In Oct. 2-8 Issue
Congress has the duty to make the hard decisions. None have apparently been more difficult that the $700 billion financial bailout bill now being proposed and just weeks before the election.
The House rejected the plan and we will never know if the rejection was real conviction or just scared to vote for it.
It appears that most of working America opposed the bailout as they viewed it as a gift to Wall Street at their expense.
Did lawmakers muff an opportunity to stabilize the markets and give the economy a fighting chance to recover. Or, did they do the correct thing by not providing the bailout.
In any event it now appears they were more afraid of loosing their jobs than they were concerned about the economy.
The stock market plunged over 700 points Monday. Millions of Americans lost value in their retirement accounts or other investments. Gloom and doom existed.
Then, the following day the market rebounded. Why? Was it because most assumed the bailout was to be passed? Or, was it for other reasons.
Just as both parties deserve some blame for policies that led to this crisis, so do both share responsibility for Monday's failure of a compromise.
Rep.

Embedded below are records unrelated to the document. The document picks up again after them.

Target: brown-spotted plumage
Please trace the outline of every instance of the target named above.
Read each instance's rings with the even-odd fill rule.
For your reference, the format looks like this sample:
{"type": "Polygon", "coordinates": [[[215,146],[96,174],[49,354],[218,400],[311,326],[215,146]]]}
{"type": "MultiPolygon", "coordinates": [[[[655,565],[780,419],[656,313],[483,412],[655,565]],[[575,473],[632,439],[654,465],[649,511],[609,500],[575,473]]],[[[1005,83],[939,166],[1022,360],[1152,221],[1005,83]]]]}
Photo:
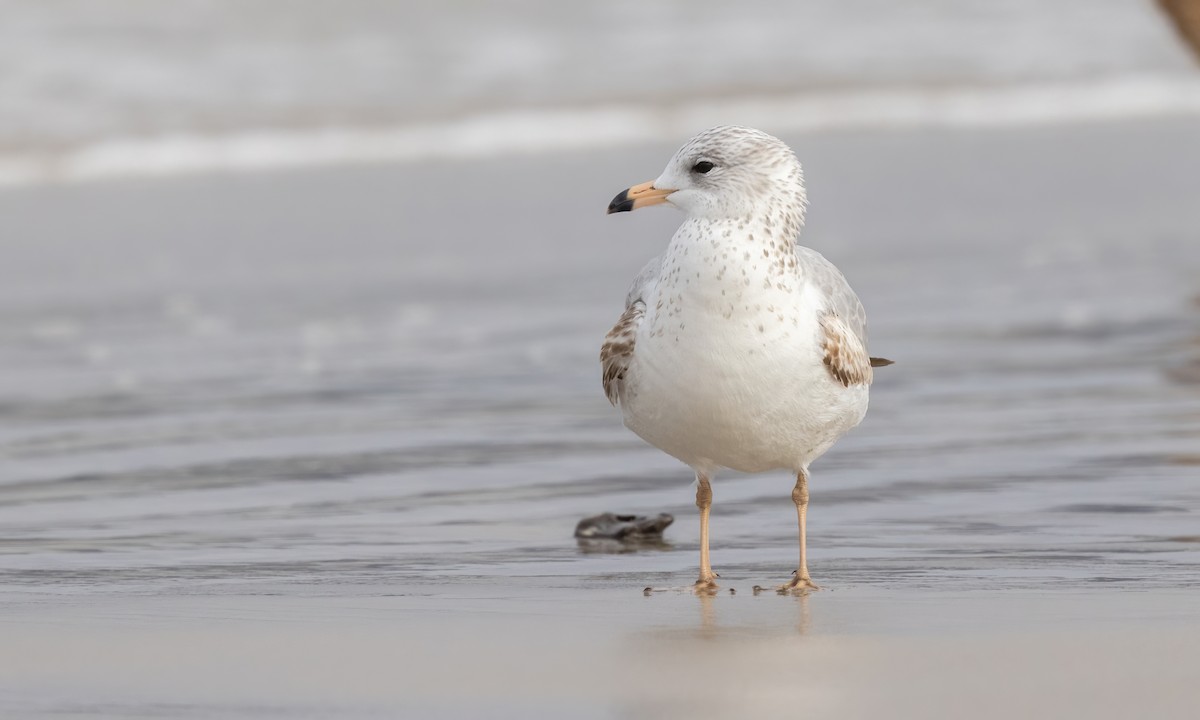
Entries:
{"type": "Polygon", "coordinates": [[[604,383],[604,395],[613,405],[616,405],[620,398],[620,383],[625,379],[629,361],[633,359],[638,323],[645,314],[645,303],[640,300],[632,303],[625,308],[621,319],[613,325],[612,330],[604,336],[604,344],[600,346],[600,375],[604,383]]]}
{"type": "Polygon", "coordinates": [[[721,468],[787,469],[808,574],[808,466],[866,414],[866,313],[832,263],[798,244],[807,199],[791,149],[751,128],[688,141],[663,173],[618,194],[620,213],[668,204],[686,217],[638,275],[600,350],[605,396],[625,425],[696,472],[702,591],[711,480],[721,468]]]}
{"type": "Polygon", "coordinates": [[[821,316],[821,348],[825,367],[833,378],[846,387],[870,385],[874,379],[871,371],[871,356],[846,323],[836,313],[821,316]]]}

Jeb Hensarling, R-Texas, said, the proposal "is too much bailout and not enough workout. ... I fear that taxpayers may end up inheriting the mother of all debts." The solution may have to shift more of the risk away from taxpayers and onto private firms.
What bothers us the most is the fact the answer to this dilemma will without a doubt be based on what is best for the political parties and what is best for Washington.

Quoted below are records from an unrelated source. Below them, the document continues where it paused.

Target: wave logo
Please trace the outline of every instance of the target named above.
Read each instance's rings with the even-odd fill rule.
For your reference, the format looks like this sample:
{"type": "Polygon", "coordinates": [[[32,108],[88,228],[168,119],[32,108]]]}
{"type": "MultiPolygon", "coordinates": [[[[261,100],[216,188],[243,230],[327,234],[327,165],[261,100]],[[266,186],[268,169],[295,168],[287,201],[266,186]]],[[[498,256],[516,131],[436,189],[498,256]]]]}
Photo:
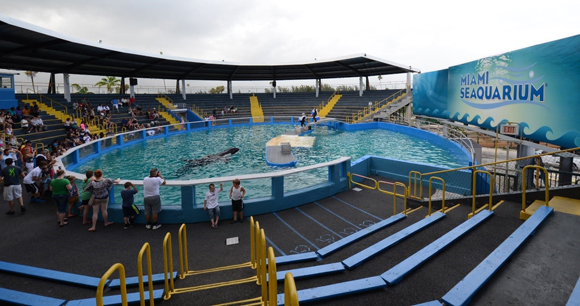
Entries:
{"type": "Polygon", "coordinates": [[[525,80],[493,75],[490,77],[489,71],[461,75],[459,98],[465,104],[479,109],[494,109],[513,104],[533,104],[547,108],[543,104],[546,84],[534,85],[543,79],[543,76],[535,78],[535,73],[531,70],[534,65],[535,63],[524,68],[497,68],[502,75],[523,77],[525,80]]]}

To tell how serious this problem really appears to lawmakers, the House was not even in session on Tuesday and the Senate was only available for discussion and no vote.
The major topic of discussion Tuesday was the fact they all agreed to raise the FDIC insurance from 100,000 to 250,000. We are sure the average working taxpayer will now be much relieved that the $200,000 in their checking account is now much safer!
Surely, surely, surely, lawmakers can place political blinders on themselves and for one time work and vote for what is best for this country and not for what is best for Democrats or Republicans.